HELLERAU – Europäisches Zentrum der Künste, Dresden

Scene from “Ring”: Bathed in blue light, dancers form a circle, supporting each other.
© Daniel Domolky

HELLERAU – European Center for the Arts receives the Theaterpreis des Bundes, worth €200,000. The theater impresses with a clearly defined program that combines artistic quality and social responsibility. As an important venue for international perspectives and innovative residencies, the theater provides strong impetus.

“THE Theaterpreis des Bundes IS A VERY SPECIAL HONOR FOR US, AS IT REPRESENTS A GREAT APPRECIATION OF THE WORK OF MANY PEOPLE IN FRONT OF, ON, AND BEHIND THE STAGE. SO WE CAN REJOICE TOGETHER WITH THE ARTISTS AND OUR AUDIENCE! THE AWARD IS AN IMPORTANT RECOGNITION OF THE INTERNATIONAL WORK OF THE HELLERAU PRODUCTION HOUSE IN DRESDEN AND STRENGTHENS OUR COOPERATION WITH INDEPENDENT ARTISTS, PARTNERS AND NETWORKS NATIONALLY AND INTERNATIONALLY.”

Jury statement

HELLERAU has achieved an impressive programmatic balancing act: as a central production, residency and guest performance venue for the independent performing arts in eastern Germany, it combines regional roots with international perspectives and repeatedly takes a decisive stance in relation to its social environment. As a beacon of the independent performing arts and a promoter of artistic excellence, HELLERAU is reaching new heights and engaging in broad dialogue by combining artistic quality with social responsibility and political sensitivity. The center also repeatedly shines a spotlight on the artistic scenes in Central and Eastern Europe: Since Carena Schlewitt took over as artistic director in 2018, the program has focused on the transformation processes in Eastern Europe and eastern Germany since the collapse of the socialist state systems. The “Nebenan” series, for example, showcases contemporary art from regions where artists work under difficult political conditions, such as Ukraine, Hungary and Slovakia. Another unique feature is the center’s international and interdisciplinary residency program, which offers an artistic home to up to 40 artists from eastern Germany and Europe each year.

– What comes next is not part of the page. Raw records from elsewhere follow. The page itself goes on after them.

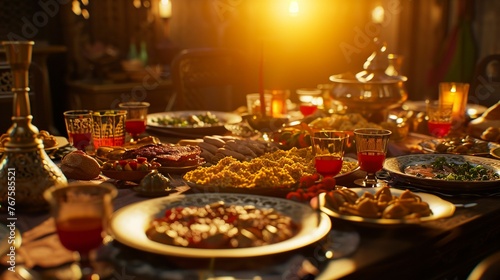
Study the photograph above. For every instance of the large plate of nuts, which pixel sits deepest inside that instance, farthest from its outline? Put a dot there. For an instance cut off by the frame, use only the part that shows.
(384, 205)
(143, 225)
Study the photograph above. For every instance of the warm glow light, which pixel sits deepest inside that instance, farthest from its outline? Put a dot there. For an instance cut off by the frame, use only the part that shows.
(165, 9)
(85, 14)
(137, 3)
(378, 14)
(293, 8)
(76, 8)
(456, 93)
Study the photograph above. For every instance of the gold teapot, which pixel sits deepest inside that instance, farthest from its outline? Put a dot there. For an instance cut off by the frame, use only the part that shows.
(371, 92)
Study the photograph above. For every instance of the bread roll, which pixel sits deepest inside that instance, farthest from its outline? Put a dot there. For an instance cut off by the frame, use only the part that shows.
(80, 166)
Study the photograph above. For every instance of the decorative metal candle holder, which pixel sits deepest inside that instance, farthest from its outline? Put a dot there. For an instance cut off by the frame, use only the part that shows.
(26, 170)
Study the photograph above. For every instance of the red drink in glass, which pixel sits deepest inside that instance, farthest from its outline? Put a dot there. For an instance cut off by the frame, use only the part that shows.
(328, 166)
(109, 141)
(81, 234)
(135, 126)
(371, 161)
(80, 140)
(307, 109)
(439, 129)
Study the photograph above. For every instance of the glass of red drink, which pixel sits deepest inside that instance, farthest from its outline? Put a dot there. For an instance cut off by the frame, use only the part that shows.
(137, 113)
(439, 116)
(328, 149)
(371, 147)
(108, 128)
(81, 213)
(79, 128)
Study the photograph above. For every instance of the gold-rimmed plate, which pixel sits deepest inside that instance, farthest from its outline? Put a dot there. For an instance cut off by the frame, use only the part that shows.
(129, 224)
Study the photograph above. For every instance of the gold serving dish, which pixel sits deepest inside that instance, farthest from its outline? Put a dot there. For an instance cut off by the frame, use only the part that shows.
(371, 92)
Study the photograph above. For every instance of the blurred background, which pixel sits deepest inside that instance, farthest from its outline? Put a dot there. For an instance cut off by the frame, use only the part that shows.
(289, 44)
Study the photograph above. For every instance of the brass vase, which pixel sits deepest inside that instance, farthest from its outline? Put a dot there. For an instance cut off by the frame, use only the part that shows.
(26, 170)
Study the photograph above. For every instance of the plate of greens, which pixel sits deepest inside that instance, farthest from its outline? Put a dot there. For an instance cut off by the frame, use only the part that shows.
(191, 123)
(445, 172)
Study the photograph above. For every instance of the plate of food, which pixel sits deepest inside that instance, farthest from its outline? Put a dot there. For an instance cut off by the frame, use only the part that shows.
(139, 225)
(458, 145)
(273, 174)
(495, 152)
(191, 123)
(384, 206)
(445, 172)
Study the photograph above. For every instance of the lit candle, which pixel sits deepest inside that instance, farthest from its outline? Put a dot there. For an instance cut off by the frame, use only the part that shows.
(456, 93)
(165, 8)
(378, 14)
(293, 8)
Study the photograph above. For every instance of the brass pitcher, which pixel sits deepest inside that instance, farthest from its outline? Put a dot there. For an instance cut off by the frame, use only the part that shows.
(26, 170)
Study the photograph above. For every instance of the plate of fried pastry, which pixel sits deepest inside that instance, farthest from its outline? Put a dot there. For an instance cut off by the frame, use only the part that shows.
(384, 205)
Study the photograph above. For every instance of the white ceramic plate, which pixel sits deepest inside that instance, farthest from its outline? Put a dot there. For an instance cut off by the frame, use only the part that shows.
(395, 166)
(129, 224)
(190, 131)
(440, 209)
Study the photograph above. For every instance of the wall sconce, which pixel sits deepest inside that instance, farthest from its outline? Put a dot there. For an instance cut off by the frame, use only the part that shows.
(165, 8)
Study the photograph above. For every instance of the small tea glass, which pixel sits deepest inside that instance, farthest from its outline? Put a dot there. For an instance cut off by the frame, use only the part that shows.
(371, 147)
(108, 128)
(439, 118)
(81, 212)
(137, 113)
(328, 150)
(79, 128)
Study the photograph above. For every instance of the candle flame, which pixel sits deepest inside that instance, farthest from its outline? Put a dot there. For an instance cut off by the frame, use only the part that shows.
(293, 8)
(378, 14)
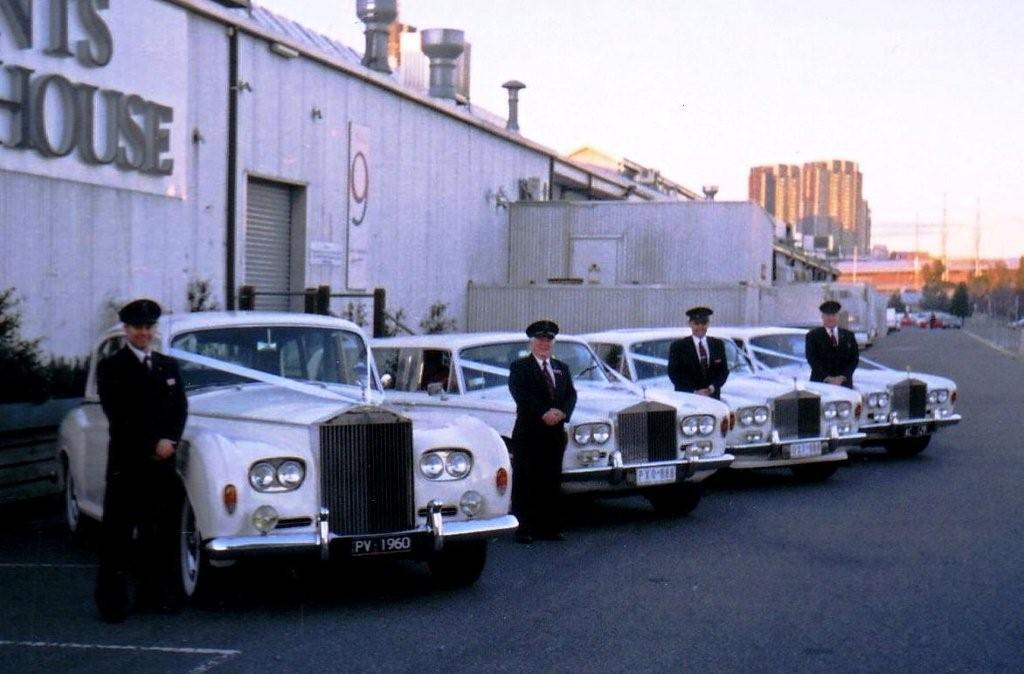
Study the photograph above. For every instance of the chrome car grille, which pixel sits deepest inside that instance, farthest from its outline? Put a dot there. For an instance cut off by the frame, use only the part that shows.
(908, 399)
(798, 415)
(646, 432)
(367, 472)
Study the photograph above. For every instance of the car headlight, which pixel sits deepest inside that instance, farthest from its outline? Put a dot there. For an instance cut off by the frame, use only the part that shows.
(587, 433)
(445, 464)
(689, 425)
(706, 425)
(458, 464)
(291, 473)
(432, 465)
(276, 474)
(583, 434)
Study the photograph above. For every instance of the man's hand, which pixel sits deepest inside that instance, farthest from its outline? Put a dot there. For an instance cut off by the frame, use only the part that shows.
(553, 417)
(165, 450)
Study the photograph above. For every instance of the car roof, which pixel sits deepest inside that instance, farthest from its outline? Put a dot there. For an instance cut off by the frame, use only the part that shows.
(174, 324)
(452, 341)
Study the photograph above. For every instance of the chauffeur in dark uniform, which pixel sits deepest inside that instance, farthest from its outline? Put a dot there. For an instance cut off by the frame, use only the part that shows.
(832, 351)
(545, 397)
(143, 398)
(697, 364)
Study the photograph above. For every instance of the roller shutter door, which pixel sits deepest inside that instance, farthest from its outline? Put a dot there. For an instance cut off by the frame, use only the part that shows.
(268, 243)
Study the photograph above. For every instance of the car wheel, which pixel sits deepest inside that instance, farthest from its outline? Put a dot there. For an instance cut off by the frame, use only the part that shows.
(814, 472)
(196, 571)
(907, 447)
(459, 564)
(675, 501)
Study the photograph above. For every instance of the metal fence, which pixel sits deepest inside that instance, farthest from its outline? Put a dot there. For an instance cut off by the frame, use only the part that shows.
(997, 331)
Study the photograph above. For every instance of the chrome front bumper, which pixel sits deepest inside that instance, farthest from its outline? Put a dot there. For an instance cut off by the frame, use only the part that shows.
(430, 536)
(906, 428)
(624, 477)
(775, 453)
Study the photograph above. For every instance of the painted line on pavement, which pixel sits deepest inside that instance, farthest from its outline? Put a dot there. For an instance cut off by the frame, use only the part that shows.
(221, 655)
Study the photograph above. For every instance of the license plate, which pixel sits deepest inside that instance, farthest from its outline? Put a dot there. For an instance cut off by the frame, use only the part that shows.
(655, 474)
(798, 450)
(382, 545)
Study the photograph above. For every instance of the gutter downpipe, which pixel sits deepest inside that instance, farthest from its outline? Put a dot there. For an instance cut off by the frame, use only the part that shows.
(232, 159)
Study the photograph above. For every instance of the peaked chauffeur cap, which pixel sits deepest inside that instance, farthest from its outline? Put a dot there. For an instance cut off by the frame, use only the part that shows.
(698, 313)
(139, 312)
(543, 328)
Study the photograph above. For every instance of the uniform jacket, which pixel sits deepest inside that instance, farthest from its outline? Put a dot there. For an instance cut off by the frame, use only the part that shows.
(532, 398)
(142, 406)
(684, 366)
(826, 361)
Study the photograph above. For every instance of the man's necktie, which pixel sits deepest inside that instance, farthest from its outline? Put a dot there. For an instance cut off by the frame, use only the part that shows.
(549, 379)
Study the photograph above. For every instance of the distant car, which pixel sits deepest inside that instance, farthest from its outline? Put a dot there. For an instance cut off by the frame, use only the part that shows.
(805, 428)
(902, 410)
(659, 445)
(289, 451)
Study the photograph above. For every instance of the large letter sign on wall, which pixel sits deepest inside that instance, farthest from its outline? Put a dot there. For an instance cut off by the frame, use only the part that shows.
(358, 207)
(75, 104)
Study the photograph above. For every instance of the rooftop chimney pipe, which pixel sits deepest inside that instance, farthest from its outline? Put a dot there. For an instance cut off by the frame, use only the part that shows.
(442, 46)
(513, 86)
(378, 15)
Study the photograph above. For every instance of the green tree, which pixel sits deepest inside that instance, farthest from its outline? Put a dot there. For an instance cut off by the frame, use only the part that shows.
(960, 304)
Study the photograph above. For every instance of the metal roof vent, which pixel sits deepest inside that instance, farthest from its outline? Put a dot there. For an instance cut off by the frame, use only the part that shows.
(442, 46)
(378, 15)
(513, 87)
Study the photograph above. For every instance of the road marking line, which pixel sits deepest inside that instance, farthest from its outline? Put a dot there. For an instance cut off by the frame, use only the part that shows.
(222, 655)
(26, 564)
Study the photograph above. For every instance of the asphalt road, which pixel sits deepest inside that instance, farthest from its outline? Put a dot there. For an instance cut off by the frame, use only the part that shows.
(892, 565)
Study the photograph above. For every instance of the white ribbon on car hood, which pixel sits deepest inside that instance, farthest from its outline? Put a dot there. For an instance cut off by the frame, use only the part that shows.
(258, 375)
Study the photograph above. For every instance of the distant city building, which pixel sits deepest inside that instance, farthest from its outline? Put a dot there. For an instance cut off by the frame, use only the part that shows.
(823, 201)
(904, 270)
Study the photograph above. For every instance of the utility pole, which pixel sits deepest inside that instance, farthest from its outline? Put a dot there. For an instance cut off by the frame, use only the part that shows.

The special architecture of the historic festival hall itself repeatedly becomes the starting point for artistic work – for example, with the “Tanzformen” festival, which links to HELLERAU’s history as a place of physical and movement art. Under the title “Empowering Bodies,” choreographic works were recently brought together that understand dance as an expression of individual body images and as a form of resistance against social and political conditions.

HELLERAU counters the current tendency toward simplification with in-depth thematic explorations. With the project “SCHICHTEN,” for example, the center is dedicated to artistic practices of remembrance and commemoration, the transmission of war-time experiences and traumas, the silence in one’s own family narratives, and, in doing so, always reappraising the history of the institution itself – for example, with the Jewish Chamber Orchestra and its project on the forgotten composer Józef Koffler and the österreichische Ensemble für neue Musik, with its concert program “Musik versus Barbarei.”

Despite financial pressures and political attacks, time and again HELLERAU has succeeded in realizing an ambitious, independent and substantial program, thereby consistently standing up for the freedom of the arts.

HELLERAU is being awarded the Theaterpreis des Bundes for its outstanding programmatic achievements – the jury looks forward to further inspiration from the garden city and congratulates Carena Schlewitt and the center’s entire team for their services to the performing arts.